The 'Google Brain' is a real thing but very few people have seen it
Naturally, tech giant Google is smack dab in the middle of this trend.
Just like the move to mobile gave rise to companies like Uber and Snapchat, Google's chairman Eric Schmidt believes that machine learning will underpin the next crop of game-changing successful companies.
Google has built a team of machine learning researchers that call themselves the Google Brain Team. As this team creates new machine learning technology, they make it available to others as a service on Google's cloud.
But it turns out the Google Brain is actually a real thing that exists inside Google's massive collection of data centers, the company's head of cloud Diane Greene told attendees at the Oktane tech conference on Tuesday.
"Visiting the data centers. They are just unbelievable.

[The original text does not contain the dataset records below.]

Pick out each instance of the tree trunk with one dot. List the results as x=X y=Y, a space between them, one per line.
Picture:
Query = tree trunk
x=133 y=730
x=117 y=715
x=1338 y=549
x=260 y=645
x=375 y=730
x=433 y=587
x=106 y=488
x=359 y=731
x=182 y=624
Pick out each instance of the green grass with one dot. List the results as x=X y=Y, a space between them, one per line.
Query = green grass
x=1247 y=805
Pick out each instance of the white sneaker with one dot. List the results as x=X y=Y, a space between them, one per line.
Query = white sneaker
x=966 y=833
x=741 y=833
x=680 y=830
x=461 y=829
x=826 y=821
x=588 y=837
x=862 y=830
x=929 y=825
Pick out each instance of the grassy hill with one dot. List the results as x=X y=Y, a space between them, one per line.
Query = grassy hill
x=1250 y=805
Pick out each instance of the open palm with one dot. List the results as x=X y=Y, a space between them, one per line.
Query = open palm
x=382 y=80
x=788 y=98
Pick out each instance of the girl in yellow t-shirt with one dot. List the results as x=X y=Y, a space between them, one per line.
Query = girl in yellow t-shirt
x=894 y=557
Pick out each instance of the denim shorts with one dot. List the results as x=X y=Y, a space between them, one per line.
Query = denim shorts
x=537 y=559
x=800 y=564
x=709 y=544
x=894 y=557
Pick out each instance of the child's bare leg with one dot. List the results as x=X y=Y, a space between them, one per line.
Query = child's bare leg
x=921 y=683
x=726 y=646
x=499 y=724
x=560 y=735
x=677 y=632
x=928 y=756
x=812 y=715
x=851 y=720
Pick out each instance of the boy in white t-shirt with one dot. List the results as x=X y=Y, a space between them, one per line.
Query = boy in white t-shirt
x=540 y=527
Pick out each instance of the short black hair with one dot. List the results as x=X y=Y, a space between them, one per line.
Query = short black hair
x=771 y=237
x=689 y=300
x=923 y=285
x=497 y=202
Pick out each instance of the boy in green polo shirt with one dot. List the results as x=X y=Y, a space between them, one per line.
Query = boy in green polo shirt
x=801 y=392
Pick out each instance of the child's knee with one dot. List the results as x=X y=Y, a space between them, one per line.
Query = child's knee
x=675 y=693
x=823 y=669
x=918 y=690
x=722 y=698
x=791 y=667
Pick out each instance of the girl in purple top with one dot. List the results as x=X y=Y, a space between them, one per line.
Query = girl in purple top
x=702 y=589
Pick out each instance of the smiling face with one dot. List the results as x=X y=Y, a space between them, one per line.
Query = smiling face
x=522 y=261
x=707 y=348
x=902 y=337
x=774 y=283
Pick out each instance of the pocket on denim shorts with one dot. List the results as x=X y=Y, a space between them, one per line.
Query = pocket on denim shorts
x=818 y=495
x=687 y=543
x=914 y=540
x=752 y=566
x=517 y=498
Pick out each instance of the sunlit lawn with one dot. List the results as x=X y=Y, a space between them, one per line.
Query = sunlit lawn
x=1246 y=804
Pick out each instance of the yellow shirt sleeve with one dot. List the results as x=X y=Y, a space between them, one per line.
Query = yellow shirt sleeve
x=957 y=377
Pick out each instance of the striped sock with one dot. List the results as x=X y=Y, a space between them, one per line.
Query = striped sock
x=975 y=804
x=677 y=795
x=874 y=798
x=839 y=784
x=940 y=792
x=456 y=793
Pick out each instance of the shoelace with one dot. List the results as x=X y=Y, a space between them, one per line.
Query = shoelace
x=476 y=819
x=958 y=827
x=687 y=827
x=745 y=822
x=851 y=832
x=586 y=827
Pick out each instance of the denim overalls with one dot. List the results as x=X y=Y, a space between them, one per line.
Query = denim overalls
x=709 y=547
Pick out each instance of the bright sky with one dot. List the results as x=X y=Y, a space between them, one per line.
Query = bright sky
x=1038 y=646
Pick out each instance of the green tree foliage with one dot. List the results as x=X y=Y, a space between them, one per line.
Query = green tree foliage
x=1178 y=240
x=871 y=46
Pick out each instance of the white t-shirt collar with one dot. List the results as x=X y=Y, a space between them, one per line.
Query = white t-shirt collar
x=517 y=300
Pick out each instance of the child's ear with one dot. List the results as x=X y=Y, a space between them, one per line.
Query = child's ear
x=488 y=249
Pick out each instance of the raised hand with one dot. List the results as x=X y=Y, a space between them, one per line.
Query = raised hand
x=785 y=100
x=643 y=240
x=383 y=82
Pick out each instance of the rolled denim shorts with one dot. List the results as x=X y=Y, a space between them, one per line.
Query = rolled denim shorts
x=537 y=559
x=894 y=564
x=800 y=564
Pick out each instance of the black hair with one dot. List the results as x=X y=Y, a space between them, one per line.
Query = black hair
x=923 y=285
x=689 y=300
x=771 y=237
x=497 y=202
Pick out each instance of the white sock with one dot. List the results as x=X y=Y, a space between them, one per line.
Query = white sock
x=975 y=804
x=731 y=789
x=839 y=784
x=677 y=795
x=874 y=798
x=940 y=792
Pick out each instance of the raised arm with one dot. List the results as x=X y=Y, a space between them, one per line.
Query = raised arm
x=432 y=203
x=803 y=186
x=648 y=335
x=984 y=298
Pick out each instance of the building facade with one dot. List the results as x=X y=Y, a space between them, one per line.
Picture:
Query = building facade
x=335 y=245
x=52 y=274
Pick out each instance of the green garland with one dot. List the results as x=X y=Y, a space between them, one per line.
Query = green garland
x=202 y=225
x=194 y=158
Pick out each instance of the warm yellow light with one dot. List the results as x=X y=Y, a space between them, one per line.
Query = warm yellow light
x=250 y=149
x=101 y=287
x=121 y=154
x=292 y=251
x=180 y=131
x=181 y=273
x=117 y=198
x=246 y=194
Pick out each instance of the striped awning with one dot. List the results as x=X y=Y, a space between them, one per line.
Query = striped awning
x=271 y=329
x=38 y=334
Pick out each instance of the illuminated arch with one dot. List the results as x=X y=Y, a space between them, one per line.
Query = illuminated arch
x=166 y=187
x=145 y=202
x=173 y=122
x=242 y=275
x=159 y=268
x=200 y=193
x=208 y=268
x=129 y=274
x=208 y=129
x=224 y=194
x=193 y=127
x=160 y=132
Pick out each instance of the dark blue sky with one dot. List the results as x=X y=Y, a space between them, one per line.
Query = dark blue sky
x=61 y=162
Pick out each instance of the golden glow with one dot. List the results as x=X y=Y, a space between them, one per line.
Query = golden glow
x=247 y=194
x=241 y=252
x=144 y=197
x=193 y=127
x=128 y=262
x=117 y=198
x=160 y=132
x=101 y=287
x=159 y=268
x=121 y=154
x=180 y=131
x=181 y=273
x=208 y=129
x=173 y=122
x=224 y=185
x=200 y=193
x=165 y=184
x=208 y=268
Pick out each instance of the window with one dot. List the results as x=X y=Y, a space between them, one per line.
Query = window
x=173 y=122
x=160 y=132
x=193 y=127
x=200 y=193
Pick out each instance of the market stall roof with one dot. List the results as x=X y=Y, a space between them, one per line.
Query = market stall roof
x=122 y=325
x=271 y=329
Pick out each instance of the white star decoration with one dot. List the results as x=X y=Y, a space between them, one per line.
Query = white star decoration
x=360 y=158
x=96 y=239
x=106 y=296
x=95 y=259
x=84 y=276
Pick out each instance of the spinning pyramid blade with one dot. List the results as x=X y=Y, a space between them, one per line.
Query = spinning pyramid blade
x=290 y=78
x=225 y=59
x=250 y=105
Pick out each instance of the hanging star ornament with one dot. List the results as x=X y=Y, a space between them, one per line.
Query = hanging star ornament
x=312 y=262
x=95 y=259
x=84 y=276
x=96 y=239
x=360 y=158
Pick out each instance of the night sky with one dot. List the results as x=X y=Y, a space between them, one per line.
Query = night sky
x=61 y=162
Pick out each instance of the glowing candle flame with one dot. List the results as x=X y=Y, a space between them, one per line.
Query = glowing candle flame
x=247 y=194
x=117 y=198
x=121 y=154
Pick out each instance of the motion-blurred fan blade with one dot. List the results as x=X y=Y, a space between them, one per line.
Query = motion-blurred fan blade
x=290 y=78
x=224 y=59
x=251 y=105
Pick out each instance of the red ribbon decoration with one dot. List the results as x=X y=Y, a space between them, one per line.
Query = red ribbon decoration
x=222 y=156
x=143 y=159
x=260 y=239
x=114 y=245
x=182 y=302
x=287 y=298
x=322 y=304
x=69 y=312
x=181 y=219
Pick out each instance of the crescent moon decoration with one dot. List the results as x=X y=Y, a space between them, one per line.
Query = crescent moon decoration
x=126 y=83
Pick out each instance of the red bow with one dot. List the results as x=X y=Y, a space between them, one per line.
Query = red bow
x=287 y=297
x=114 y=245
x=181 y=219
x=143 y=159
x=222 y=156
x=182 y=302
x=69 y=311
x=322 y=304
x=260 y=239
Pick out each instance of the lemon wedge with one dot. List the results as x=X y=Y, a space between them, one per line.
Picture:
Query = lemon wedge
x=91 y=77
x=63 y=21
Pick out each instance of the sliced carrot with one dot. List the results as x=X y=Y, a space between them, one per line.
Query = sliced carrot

They are acres and acres and you go through a double door and there's thousands and thousands more servers. There's not a lot of people," she says.
"And we have something called Google Brain, where we do our machine learning with special processors. And there's the Google Brain," she says, describing seeing it behind those double doors.
"It's like science fiction," she said.
One little known fact: Google's data centers and the Google Brain are not painted in "Google colors," the primary colors, popular with pre-schoolers, that are used for Google's products and the sprawling Googleplex HQ.
Instead, Google has hired artists to paint beautiful murals on the outside of its data center buildings.
Inside the data centers, the servers use LED lights, so they kinda of glow, just like you'd imagine a massive computer brain - one that is getting smarter all the time - to look. It does seem like science fiction.